Another "red flag" that an illness could be pneumonia, according to Lockwood, is when respiratory symptoms (such as a cough) persist for more than seven to 10 days without any improvement or they return and worsen after getting better.

Pneumonia is often diagnosed using a chest X-ray, and blood tests can determine which germ is causing the infection.
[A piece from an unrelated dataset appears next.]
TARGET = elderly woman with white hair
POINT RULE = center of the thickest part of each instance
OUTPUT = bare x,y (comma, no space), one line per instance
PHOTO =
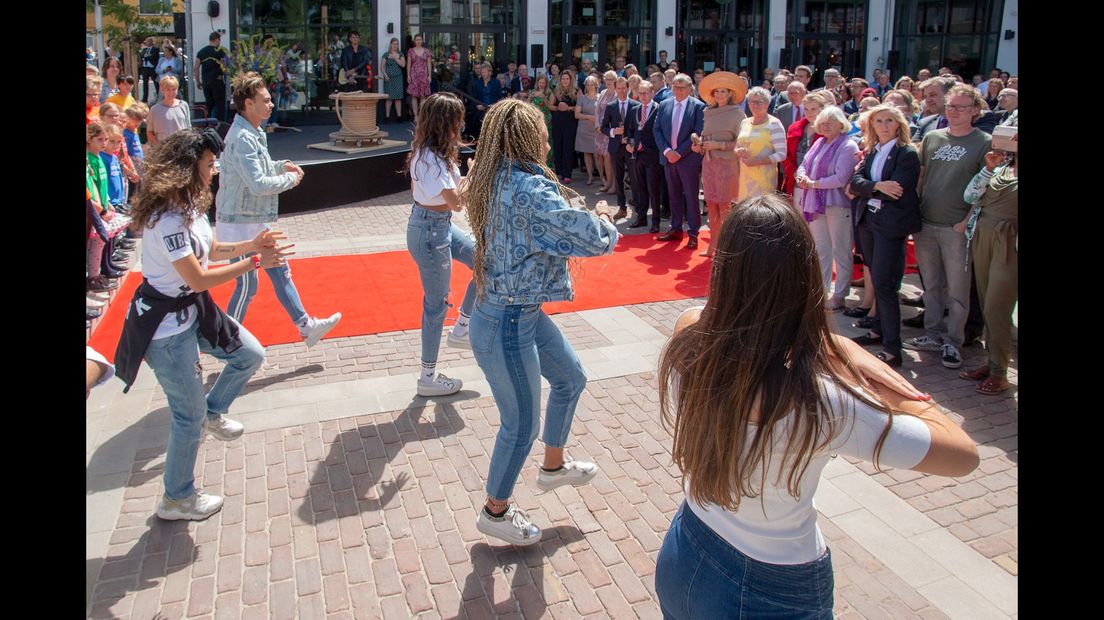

Typically pneumonia lasts about one to two weeks, but walking pneumonia can last up to four to six weeks, per the Cleveland Clinic.

When to see the doctor

Individuals at a higher risk of developing severe pneumonia or complications (infants, the elderly, immunocompromised people) should see a doctor if they have any symptoms, per the Mayo Clinic.

Everyone else should seek medical attention if they have severe, persistent symptoms or if they experience any of the following:

  • Difficulty breathing
  • High fever (over 102 degrees Fahrenheit)
  • Persistent fever
  • A cough that produces blood or pus
  • Blue lips or fingers due to lack of oxygen
  • Severe dehydration

The experts recommend parents call their child’s pediatrician if they have any concerns or questions.

Treatment for pneumonia depends on the cause, but often involves medications, such as antibiotics or antivirals, and supportive care like rest, fluids and over-the-counter medications, Narula says.

Most people can be treated for pneumonia at home, but some require hospitalization depending on the severity or their underlying health. Less than 1% of children end up in the hospital, says Lockwood.

"Reassuringly, pneumonia is something that the vast majority of kids are treated for outpatient and recover fully from," Lockwood adds. "It's not something most parents need to be very worried about, but they (should) know what to look out for."

There are vaccines available to protect against pneumonia caused by streptococcus pneumococcus, which are routinely given to children in the U.S. and available for certain adults, Schaffner notes.

The experts encourage everyone to stay up-to-date on vaccinations, including the new COVID-19 booster and seasonal flu shot.